La mia riflessione parte con l’handicap di avere partecipato direttamente a pochi momenti, causa una fastidiosa bronchite che ha avuto il suo apice proprio nel tempo della missione.
Devo dire che la malattia, costringendo a fermarti, ti mette in una condizione di debolezza che, da cristiano, ti porta ad affidare al Signore le cose che non puoi fare.
Così ho vissuto la missione pregando per la missione, mettendola, cioè, nelle mani del Signore: “Se il Signore non costruisce la casa invano si affaticano i costruttori.” ( Salmo 126)
Della missione so da quanto ho ascoltato dalle persone con le quali ho parlato.
La missione ha posto al centro la gioia, la relazione, la passione, la bellezza dell’essere cristiani che, in fondo, sono l’attrazione per chi è lontano e ci guarda e sono il motore per chi è vicino, per ogni comunità.

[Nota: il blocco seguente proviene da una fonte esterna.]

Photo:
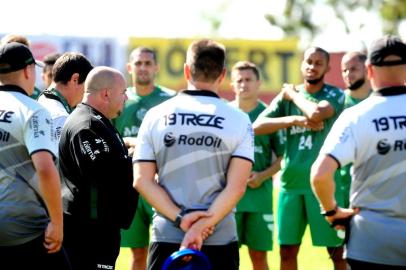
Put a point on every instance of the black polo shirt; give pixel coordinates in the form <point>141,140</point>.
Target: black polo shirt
<point>96,170</point>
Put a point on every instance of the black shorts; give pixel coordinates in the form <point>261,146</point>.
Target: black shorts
<point>221,257</point>
<point>91,246</point>
<point>32,255</point>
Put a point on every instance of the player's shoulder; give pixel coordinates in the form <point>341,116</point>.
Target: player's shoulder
<point>164,91</point>
<point>336,89</point>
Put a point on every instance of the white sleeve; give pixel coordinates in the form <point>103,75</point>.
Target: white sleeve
<point>38,133</point>
<point>58,124</point>
<point>340,142</point>
<point>144,150</point>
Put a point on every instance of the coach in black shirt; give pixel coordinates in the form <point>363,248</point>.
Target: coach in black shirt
<point>97,192</point>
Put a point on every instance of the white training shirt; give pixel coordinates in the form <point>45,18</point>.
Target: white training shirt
<point>372,135</point>
<point>192,138</point>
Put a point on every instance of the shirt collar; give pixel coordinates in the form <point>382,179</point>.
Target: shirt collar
<point>202,92</point>
<point>13,88</point>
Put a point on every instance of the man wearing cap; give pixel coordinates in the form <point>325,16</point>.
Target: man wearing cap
<point>371,135</point>
<point>31,227</point>
<point>69,74</point>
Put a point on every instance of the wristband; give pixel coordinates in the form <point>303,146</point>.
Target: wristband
<point>179,216</point>
<point>330,212</point>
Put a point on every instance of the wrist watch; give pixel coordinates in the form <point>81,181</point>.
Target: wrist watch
<point>330,212</point>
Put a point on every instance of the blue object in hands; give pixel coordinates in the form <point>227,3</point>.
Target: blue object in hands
<point>176,261</point>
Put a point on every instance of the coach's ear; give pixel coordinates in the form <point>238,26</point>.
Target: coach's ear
<point>186,72</point>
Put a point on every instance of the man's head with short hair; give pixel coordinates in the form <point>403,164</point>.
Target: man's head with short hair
<point>143,67</point>
<point>245,80</point>
<point>387,51</point>
<point>386,63</point>
<point>353,70</point>
<point>142,49</point>
<point>68,64</point>
<point>105,89</point>
<point>206,60</point>
<point>246,65</point>
<point>49,61</point>
<point>315,65</point>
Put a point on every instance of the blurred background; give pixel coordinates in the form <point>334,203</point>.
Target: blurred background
<point>270,33</point>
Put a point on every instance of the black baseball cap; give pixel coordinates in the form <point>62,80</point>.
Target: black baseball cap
<point>15,56</point>
<point>385,46</point>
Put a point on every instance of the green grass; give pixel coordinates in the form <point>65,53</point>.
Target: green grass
<point>310,258</point>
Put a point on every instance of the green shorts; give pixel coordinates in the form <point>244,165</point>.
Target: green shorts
<point>295,211</point>
<point>255,230</point>
<point>137,236</point>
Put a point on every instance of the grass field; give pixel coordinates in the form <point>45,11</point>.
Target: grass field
<point>310,258</point>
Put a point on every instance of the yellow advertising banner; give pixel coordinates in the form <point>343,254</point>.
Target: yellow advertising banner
<point>279,60</point>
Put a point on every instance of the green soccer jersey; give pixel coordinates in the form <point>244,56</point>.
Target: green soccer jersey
<point>302,144</point>
<point>345,172</point>
<point>260,199</point>
<point>136,107</point>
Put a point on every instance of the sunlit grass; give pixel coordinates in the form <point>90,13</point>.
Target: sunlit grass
<point>310,258</point>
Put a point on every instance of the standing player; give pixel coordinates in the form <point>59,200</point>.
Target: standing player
<point>307,112</point>
<point>203,151</point>
<point>354,74</point>
<point>46,73</point>
<point>31,220</point>
<point>371,135</point>
<point>69,75</point>
<point>142,96</point>
<point>254,216</point>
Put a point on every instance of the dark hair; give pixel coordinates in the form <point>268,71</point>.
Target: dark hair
<point>143,50</point>
<point>361,57</point>
<point>245,65</point>
<point>49,61</point>
<point>68,64</point>
<point>15,38</point>
<point>206,59</point>
<point>323,51</point>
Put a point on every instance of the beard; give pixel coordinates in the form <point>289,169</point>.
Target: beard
<point>315,81</point>
<point>143,82</point>
<point>357,84</point>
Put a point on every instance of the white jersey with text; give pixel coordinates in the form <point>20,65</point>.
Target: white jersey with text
<point>25,128</point>
<point>192,138</point>
<point>372,135</point>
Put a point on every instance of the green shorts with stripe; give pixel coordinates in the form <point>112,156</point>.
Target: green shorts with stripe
<point>255,230</point>
<point>137,236</point>
<point>295,211</point>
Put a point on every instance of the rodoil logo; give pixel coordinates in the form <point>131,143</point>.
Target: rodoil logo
<point>200,140</point>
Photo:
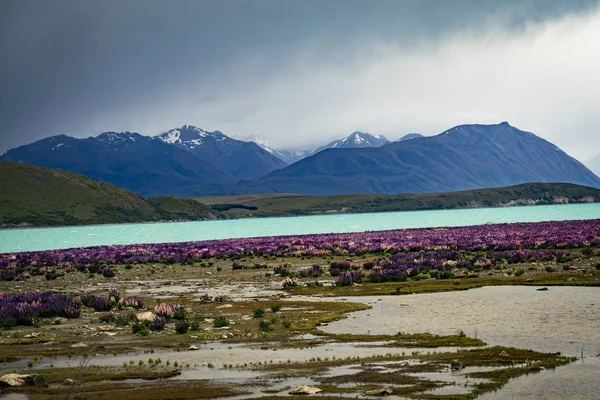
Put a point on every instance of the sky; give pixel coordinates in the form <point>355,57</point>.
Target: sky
<point>299,73</point>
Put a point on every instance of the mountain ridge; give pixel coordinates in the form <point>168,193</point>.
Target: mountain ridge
<point>460,158</point>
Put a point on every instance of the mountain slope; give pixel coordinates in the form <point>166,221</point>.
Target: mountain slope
<point>355,140</point>
<point>594,165</point>
<point>244,160</point>
<point>464,157</point>
<point>143,164</point>
<point>41,196</point>
<point>410,136</point>
<point>274,205</point>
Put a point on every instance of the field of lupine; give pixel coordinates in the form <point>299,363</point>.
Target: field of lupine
<point>177,294</point>
<point>504,240</point>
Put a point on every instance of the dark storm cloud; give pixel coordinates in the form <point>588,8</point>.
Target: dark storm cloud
<point>83,67</point>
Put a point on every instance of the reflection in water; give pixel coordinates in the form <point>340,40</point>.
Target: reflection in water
<point>562,319</point>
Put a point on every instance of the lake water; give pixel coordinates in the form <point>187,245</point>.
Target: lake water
<point>29,239</point>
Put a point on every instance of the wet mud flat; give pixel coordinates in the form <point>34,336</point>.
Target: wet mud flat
<point>252,334</point>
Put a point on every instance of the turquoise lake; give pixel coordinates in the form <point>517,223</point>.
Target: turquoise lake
<point>28,239</point>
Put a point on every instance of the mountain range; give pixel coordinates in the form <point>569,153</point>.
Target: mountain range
<point>464,157</point>
<point>594,164</point>
<point>38,196</point>
<point>190,161</point>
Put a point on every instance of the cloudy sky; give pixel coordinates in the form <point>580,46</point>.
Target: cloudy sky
<point>299,73</point>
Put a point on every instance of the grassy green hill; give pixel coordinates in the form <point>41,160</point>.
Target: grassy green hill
<point>271,204</point>
<point>37,196</point>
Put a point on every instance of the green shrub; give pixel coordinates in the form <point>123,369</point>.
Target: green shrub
<point>265,326</point>
<point>275,308</point>
<point>140,328</point>
<point>220,322</point>
<point>181,327</point>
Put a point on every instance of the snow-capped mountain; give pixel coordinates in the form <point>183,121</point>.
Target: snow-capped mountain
<point>119,141</point>
<point>410,136</point>
<point>355,140</point>
<point>289,156</point>
<point>244,160</point>
<point>200,142</point>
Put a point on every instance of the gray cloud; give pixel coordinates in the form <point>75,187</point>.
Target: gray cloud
<point>299,72</point>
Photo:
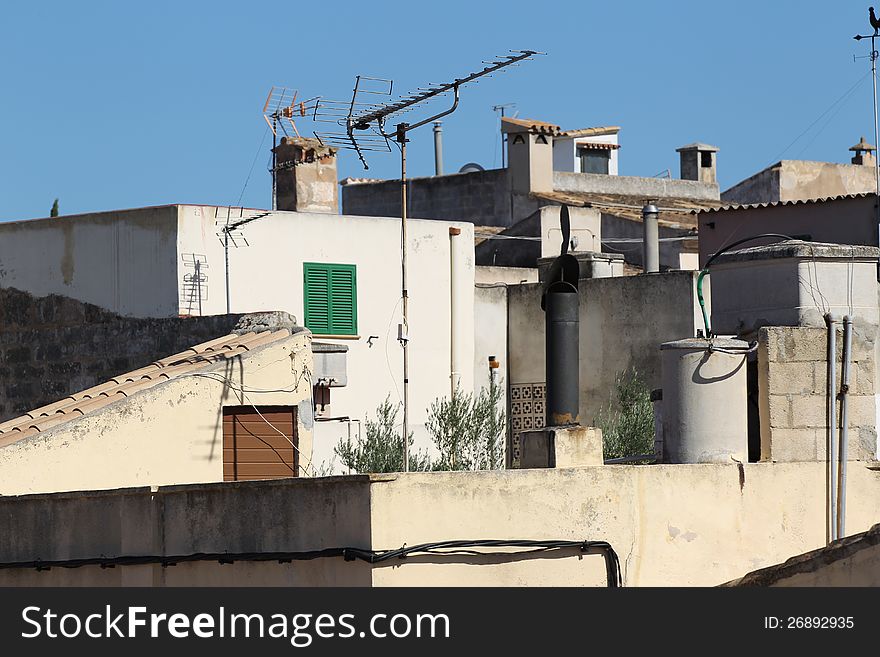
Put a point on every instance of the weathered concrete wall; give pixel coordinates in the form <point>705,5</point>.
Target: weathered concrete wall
<point>490,335</point>
<point>511,275</point>
<point>481,197</point>
<point>623,321</point>
<point>53,346</point>
<point>615,227</point>
<point>123,261</point>
<point>671,525</point>
<point>791,180</point>
<point>171,433</point>
<point>269,516</point>
<point>763,187</point>
<point>793,284</point>
<point>841,221</point>
<point>792,393</point>
<point>852,561</point>
<point>598,183</point>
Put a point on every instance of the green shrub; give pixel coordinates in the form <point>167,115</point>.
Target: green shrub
<point>468,429</point>
<point>627,420</point>
<point>382,450</point>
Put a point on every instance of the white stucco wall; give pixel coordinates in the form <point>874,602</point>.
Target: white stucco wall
<point>123,261</point>
<point>565,157</point>
<point>268,275</point>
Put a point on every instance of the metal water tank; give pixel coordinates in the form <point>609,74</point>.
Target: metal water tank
<point>705,400</point>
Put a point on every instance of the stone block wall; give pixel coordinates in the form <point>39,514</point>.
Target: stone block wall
<point>53,346</point>
<point>792,397</point>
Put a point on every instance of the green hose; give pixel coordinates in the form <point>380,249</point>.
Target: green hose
<point>703,272</point>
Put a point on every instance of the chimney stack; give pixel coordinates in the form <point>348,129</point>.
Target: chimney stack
<point>651,241</point>
<point>863,153</point>
<point>529,154</point>
<point>305,176</point>
<point>698,162</point>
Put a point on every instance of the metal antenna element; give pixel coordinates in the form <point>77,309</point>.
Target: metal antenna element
<point>362,125</point>
<point>279,111</point>
<point>194,288</point>
<point>873,36</point>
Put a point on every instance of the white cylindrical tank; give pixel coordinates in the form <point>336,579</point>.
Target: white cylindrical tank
<point>705,402</point>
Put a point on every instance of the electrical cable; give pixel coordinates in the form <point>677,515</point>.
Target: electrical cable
<point>705,270</point>
<point>387,358</point>
<point>819,118</point>
<point>248,179</point>
<point>455,547</point>
<point>216,376</point>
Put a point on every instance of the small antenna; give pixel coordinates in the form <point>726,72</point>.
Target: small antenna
<point>279,112</point>
<point>194,289</point>
<point>362,127</point>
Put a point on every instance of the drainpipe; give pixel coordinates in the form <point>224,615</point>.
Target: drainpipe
<point>438,148</point>
<point>226,259</point>
<point>651,241</point>
<point>561,349</point>
<point>453,231</point>
<point>844,426</point>
<point>831,525</point>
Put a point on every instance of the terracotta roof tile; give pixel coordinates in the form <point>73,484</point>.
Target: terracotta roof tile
<point>120,387</point>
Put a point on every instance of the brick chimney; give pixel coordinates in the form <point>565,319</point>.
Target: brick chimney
<point>529,154</point>
<point>864,153</point>
<point>699,162</point>
<point>306,176</point>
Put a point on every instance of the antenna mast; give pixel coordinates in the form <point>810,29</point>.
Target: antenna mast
<point>278,111</point>
<point>364,130</point>
<point>873,37</point>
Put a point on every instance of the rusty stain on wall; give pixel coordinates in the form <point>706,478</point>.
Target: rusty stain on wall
<point>67,256</point>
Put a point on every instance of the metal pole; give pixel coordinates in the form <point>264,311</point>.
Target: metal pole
<point>438,148</point>
<point>274,167</point>
<point>844,426</point>
<point>831,479</point>
<point>199,283</point>
<point>503,144</point>
<point>876,152</point>
<point>651,241</point>
<point>226,258</point>
<point>401,139</point>
<point>561,350</point>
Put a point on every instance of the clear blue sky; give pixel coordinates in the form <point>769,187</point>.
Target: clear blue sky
<point>110,105</point>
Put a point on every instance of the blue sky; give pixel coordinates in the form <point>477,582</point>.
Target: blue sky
<point>111,105</point>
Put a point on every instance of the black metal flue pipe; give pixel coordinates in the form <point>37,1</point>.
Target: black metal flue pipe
<point>560,304</point>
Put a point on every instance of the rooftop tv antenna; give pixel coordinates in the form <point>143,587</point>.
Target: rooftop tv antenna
<point>362,127</point>
<point>279,111</point>
<point>875,24</point>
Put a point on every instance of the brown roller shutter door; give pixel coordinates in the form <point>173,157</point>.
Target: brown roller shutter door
<point>253,449</point>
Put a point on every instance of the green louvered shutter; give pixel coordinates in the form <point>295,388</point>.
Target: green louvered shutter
<point>330,298</point>
<point>343,300</point>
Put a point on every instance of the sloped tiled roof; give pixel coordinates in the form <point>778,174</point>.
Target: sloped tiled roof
<point>674,212</point>
<point>723,207</point>
<point>591,132</point>
<point>509,124</point>
<point>82,403</point>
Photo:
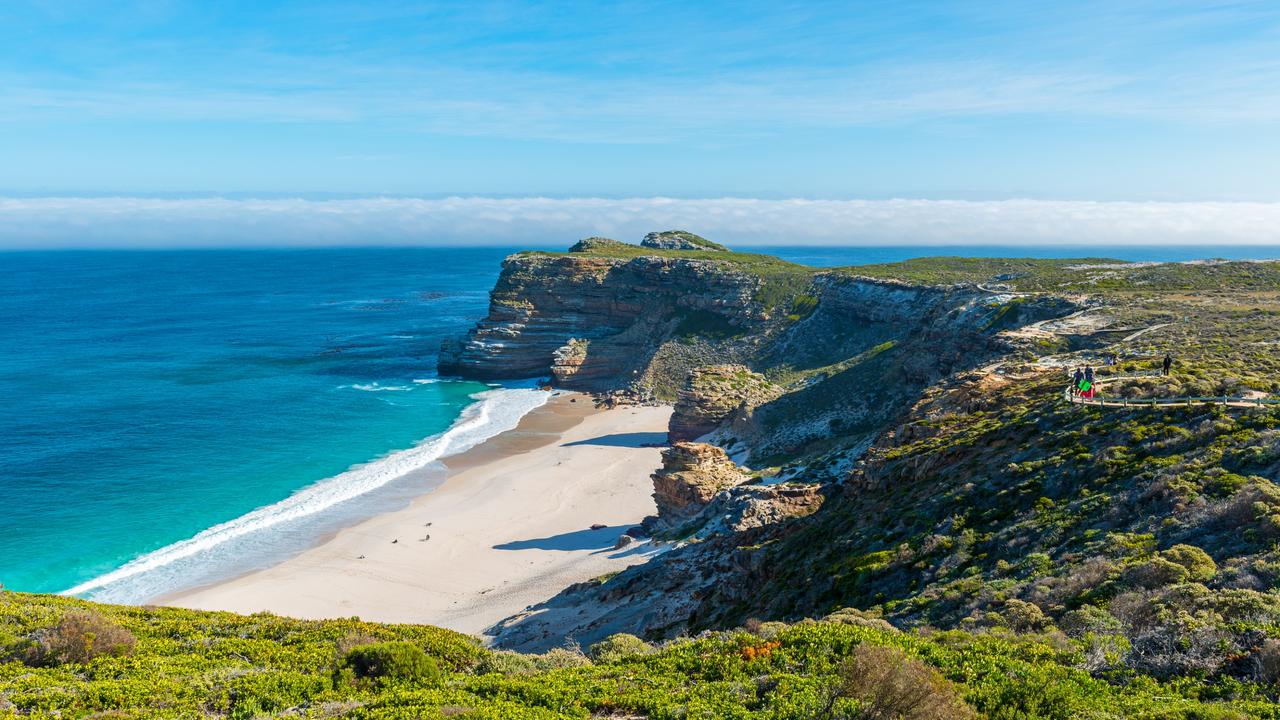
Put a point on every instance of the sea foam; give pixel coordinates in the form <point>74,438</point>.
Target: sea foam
<point>261,534</point>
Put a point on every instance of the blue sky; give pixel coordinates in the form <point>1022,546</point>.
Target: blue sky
<point>824,100</point>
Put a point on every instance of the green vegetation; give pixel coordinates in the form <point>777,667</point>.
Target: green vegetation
<point>782,282</point>
<point>191,664</point>
<point>686,237</point>
<point>1078,274</point>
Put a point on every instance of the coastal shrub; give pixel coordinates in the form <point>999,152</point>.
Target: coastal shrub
<point>860,618</point>
<point>617,647</point>
<point>507,662</point>
<point>78,637</point>
<point>391,661</point>
<point>1200,565</point>
<point>1156,573</point>
<point>891,686</point>
<point>1024,616</point>
<point>1266,661</point>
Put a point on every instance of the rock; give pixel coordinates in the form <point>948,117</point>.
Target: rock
<point>590,244</point>
<point>680,240</point>
<point>712,395</point>
<point>745,507</point>
<point>690,477</point>
<point>595,322</point>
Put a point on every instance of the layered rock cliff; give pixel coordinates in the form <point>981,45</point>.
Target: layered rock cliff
<point>595,322</point>
<point>691,474</point>
<point>714,395</point>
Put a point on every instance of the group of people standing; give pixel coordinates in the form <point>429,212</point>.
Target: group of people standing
<point>1083,383</point>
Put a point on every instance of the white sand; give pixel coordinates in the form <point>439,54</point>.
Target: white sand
<point>508,528</point>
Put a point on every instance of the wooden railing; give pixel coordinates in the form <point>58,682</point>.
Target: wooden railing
<point>1225,401</point>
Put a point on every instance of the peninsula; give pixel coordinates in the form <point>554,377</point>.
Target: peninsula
<point>766,490</point>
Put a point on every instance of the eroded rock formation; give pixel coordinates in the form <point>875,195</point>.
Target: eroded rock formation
<point>690,477</point>
<point>679,240</point>
<point>713,395</point>
<point>617,310</point>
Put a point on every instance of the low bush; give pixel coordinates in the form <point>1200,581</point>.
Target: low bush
<point>891,686</point>
<point>1200,566</point>
<point>617,647</point>
<point>391,661</point>
<point>80,637</point>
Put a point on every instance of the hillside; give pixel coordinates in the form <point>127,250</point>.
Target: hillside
<point>862,459</point>
<point>184,664</point>
<point>919,405</point>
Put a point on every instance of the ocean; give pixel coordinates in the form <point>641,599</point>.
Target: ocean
<point>172,418</point>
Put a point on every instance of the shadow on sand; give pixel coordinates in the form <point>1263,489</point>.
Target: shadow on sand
<point>624,440</point>
<point>567,542</point>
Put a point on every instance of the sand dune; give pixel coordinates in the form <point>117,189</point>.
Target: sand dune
<point>508,528</point>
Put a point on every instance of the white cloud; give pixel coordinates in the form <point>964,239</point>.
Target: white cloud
<point>135,222</point>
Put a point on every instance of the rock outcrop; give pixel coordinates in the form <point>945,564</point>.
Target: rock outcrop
<point>691,474</point>
<point>680,240</point>
<point>589,244</point>
<point>713,395</point>
<point>595,322</point>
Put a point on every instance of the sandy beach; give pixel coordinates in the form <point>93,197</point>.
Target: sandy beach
<point>510,527</point>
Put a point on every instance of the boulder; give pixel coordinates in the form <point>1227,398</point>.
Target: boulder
<point>712,395</point>
<point>691,474</point>
<point>680,240</point>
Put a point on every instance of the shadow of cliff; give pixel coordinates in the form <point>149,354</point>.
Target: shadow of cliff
<point>624,440</point>
<point>600,540</point>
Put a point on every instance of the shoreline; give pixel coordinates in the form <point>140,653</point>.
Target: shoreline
<point>510,527</point>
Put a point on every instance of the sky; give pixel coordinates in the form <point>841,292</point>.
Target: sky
<point>894,117</point>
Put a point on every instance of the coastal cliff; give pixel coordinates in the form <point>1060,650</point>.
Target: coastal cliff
<point>595,322</point>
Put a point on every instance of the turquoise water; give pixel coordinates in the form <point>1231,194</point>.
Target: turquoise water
<point>172,418</point>
<point>149,396</point>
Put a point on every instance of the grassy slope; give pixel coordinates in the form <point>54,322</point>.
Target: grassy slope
<point>1018,514</point>
<point>192,664</point>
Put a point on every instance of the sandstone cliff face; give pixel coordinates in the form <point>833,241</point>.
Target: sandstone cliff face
<point>594,323</point>
<point>691,474</point>
<point>679,240</point>
<point>713,395</point>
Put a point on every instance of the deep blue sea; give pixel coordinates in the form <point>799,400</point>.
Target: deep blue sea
<point>170,418</point>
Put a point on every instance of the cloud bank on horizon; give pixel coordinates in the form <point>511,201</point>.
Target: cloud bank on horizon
<point>137,222</point>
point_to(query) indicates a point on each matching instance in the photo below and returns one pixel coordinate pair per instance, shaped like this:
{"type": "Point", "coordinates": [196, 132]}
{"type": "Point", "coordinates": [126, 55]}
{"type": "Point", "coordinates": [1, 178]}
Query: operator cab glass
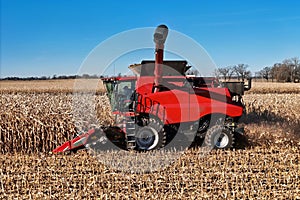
{"type": "Point", "coordinates": [120, 94]}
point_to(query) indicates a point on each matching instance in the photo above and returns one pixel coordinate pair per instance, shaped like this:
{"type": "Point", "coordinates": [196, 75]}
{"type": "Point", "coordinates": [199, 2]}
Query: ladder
{"type": "Point", "coordinates": [130, 127]}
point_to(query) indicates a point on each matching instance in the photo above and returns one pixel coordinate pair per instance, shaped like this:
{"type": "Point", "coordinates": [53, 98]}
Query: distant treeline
{"type": "Point", "coordinates": [51, 78]}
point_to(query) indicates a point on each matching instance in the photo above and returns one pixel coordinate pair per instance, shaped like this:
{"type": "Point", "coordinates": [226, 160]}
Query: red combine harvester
{"type": "Point", "coordinates": [162, 107]}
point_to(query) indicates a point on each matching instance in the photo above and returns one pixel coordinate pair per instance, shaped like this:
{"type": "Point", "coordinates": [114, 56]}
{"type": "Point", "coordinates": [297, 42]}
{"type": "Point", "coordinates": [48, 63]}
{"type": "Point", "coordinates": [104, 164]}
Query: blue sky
{"type": "Point", "coordinates": [54, 36]}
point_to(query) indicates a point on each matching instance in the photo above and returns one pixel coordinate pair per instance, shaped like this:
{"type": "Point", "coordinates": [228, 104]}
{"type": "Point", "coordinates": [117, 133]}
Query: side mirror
{"type": "Point", "coordinates": [160, 34]}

Cosa ci rimane della missione? Adesso cosa facciamo? Andiamo avanti come prima? In verità sono sempre stato convinto che la missione, più che hai lontani, era un’occasione per risvegliare i vicini, fare riscoprire la bellezza della fede in Gesù. La missione, quindi, come richiamo a noi che partecipiamo assiduamente alla vita della Chiesa, scrivo di proposito Chiesa e non parrocchia o comunità, dove riscoprirsi fratelli e figli dello stesso Padre, in cammino verso il Regno di Dio.
Se vogliamo che la missione abbia successo dobbiamo cambiare qualcosa, non grandi cose, mettere in atto azioni, gesti, comportamenti, attenzioni che ci facciano riconoscere cristiani.
Ci deve essere un cambiamento di stile orientato primariamente verso chi abbiamo più prossimo, più vicino ed è a questo livello che gioca un ruolo importante la parrocchia e di rimando la comunità.
Sacerdoti, diaconi, laici, ognuno secondo le proprie responsabilità, siamo richiamati ad una conversione di vita. Cosa che diciamo spesso.
Alla luce della missione bisognerebbe rivisitare la pastorale ordinaria in tutti i suoi ambiti: dalla Liturgia alla pastorale giovanile, alla catechesi, alla pastorale famigliare, alla Caritas, alla pastorale missionaria, agli oratori, all’ attenzione alle povertà, al ministero della consolazione etc… Non certo per giudicare nessuno ma per rilanciare ciò che di buono e bello si fa. A questo proposito il primo Gennaio abbiamo letto la lettera ai Filippesi: “Abbiate gli stessi sentimenti di Cristo Gesù…” (Fil 2,5 11) Nell’omelia Don Walter ha lanciato cinque parole che sono già un programma per vivere la Missione: preghiera, perdono (misericordia), Sacramenti, Vangelo (Parola di Dio), Carità (agire di Dio). Non lasciamoci dunque rubare la speranza che è in noi e con pazienza, con coraggio e creatività, ripartiamo confidando nello Spirito Santo che ci guida. Altrimenti il rischio è di fare la fine del servo che seppellisce il denaro… Penso che questo possa essere il lavoro del prossimo consiglio pastorale… rendere ragione della speranza della vita cristiana… perché essere cristiani rende felici.